Graham Kelly, Novogen Group Chief Executive Officer, said, “It is easy to downplay the importance of pre-clinical data. But the significance of this data needs to be seen in the perspective of the high failure rate of anti-cancer drugs that enter the clinic. For every 50 experimental anti-cancer drugs that enter the clinic, only 1 or 2 ever make it to market. There are a multitude of reasons for this appallingly high attrition rate, but one of the main ones is the lack of relevance of the animal model that was used to justify bringing it into patients in the first place.

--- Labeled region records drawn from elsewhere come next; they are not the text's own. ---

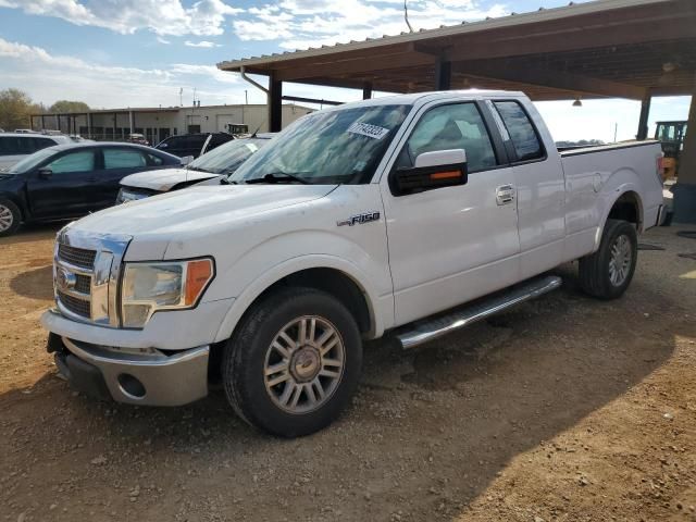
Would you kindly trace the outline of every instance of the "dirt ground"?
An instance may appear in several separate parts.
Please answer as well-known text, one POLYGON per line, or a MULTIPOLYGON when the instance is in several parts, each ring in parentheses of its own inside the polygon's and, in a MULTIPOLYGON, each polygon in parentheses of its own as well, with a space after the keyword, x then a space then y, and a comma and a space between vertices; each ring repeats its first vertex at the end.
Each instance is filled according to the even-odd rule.
POLYGON ((99 403, 39 315, 57 227, 0 239, 0 520, 696 521, 696 240, 650 231, 625 297, 561 290, 418 351, 366 348, 360 391, 281 440, 221 390, 99 403))

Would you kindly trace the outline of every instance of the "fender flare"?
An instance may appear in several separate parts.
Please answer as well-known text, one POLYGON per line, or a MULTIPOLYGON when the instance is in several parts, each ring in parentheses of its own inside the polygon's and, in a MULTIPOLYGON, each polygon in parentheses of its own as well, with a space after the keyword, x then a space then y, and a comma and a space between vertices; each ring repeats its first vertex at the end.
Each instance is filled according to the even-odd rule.
MULTIPOLYGON (((271 270, 265 271, 261 277, 246 286, 234 299, 232 307, 220 324, 215 335, 215 343, 223 341, 232 336, 244 313, 268 288, 288 275, 309 269, 336 270, 352 279, 363 293, 368 304, 372 325, 368 337, 374 338, 382 335, 385 330, 385 321, 377 306, 380 296, 374 291, 374 285, 368 283, 369 277, 358 266, 343 258, 328 254, 308 254, 291 258, 276 264, 271 270)), ((393 309, 394 307, 391 307, 393 309)))
POLYGON ((606 192, 606 201, 607 204, 601 213, 601 220, 599 222, 599 226, 597 227, 597 234, 595 235, 595 248, 594 252, 599 248, 599 244, 601 243, 601 236, 605 232, 605 226, 607 225, 607 220, 609 219, 609 213, 611 213, 611 209, 617 204, 617 201, 625 194, 632 192, 635 195, 635 199, 638 207, 638 233, 642 233, 644 229, 644 209, 643 209, 643 199, 641 198, 641 192, 638 187, 634 183, 624 183, 619 185, 611 192, 606 192))

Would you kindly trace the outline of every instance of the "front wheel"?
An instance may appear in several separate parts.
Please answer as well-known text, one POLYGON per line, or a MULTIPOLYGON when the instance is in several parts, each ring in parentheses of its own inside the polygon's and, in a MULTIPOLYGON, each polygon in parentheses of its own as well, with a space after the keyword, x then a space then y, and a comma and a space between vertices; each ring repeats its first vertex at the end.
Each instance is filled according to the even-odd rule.
POLYGON ((17 232, 21 221, 20 208, 9 199, 0 199, 0 237, 17 232))
POLYGON ((346 307, 320 290, 286 288, 241 320, 222 374, 227 399, 244 420, 296 437, 340 414, 361 364, 360 332, 346 307))
POLYGON ((638 259, 635 226, 607 220, 599 249, 580 260, 580 285, 599 299, 621 297, 631 284, 638 259))

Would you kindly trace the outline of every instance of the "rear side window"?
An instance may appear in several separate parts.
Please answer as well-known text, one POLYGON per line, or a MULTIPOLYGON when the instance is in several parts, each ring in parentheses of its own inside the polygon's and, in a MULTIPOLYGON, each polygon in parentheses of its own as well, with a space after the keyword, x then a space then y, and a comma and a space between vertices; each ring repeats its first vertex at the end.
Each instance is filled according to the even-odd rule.
POLYGON ((91 150, 71 152, 46 165, 53 174, 89 172, 95 170, 95 153, 91 150))
POLYGON ((104 169, 133 169, 147 166, 145 156, 139 150, 104 149, 104 169))
POLYGON ((518 161, 544 158, 542 141, 522 105, 517 101, 496 101, 494 104, 508 129, 518 161))

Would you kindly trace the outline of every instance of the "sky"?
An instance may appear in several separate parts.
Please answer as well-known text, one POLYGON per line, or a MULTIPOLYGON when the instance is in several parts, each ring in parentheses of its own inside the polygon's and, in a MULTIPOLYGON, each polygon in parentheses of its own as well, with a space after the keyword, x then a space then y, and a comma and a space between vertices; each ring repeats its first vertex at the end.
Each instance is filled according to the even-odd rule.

“The animal models developed by Yale bring an entirely new level of stringency to the quest for finding an effective treatment for both primary and recurrent ovarian cancer. The performance of Cantrixil in a model that arguably is the most representative of human ovarian cancer yet developed gives us reason to be confident about the potential of this agent as a new form of chemotherapy for this significant unmet clinical need.”

About Cantrixil

Cantrixil is a cyclodextrin envelope containing the active ingredient, TRXE-002. The construct has been designed as an intra-cavity chemotherapy to be injected directly into the peritoneal and pleural cavities without causing local irritation or toxicity. Its purpose is to achieve high drug levels in the environment in which the cancer is spreading through the migration of the cancer stem cells are spreading. The ultimate primary indication of Cantrixil to be sought is first-line therapy of early-stage cancers of the abdominal cavity (e.g. ovarian, uterine, colo-rectal and gastric carcinomas). Cantrixil will enter the clinic in later-stage cancers where the abdominal carcinomatosis has resulted in the terminal condition of malignant ascites.

Cantrixil is owned by CanTx, Inc.

About TRXE-002

TRXE-002 is a small molecule cytotoxic belonging to a family of compounds whose anti-cancer function is based on various biological effects including inhibition of trans-membrane electron-transfer mechanisms. TRXE-002 is pan anti-cancer acting, resulting in caspase-dependent apoptosis of both stem cell-like cancer cells and their daughter cancer cells. The compound has a high therapeutic index with little cytotoxic effect on non-tumor cells.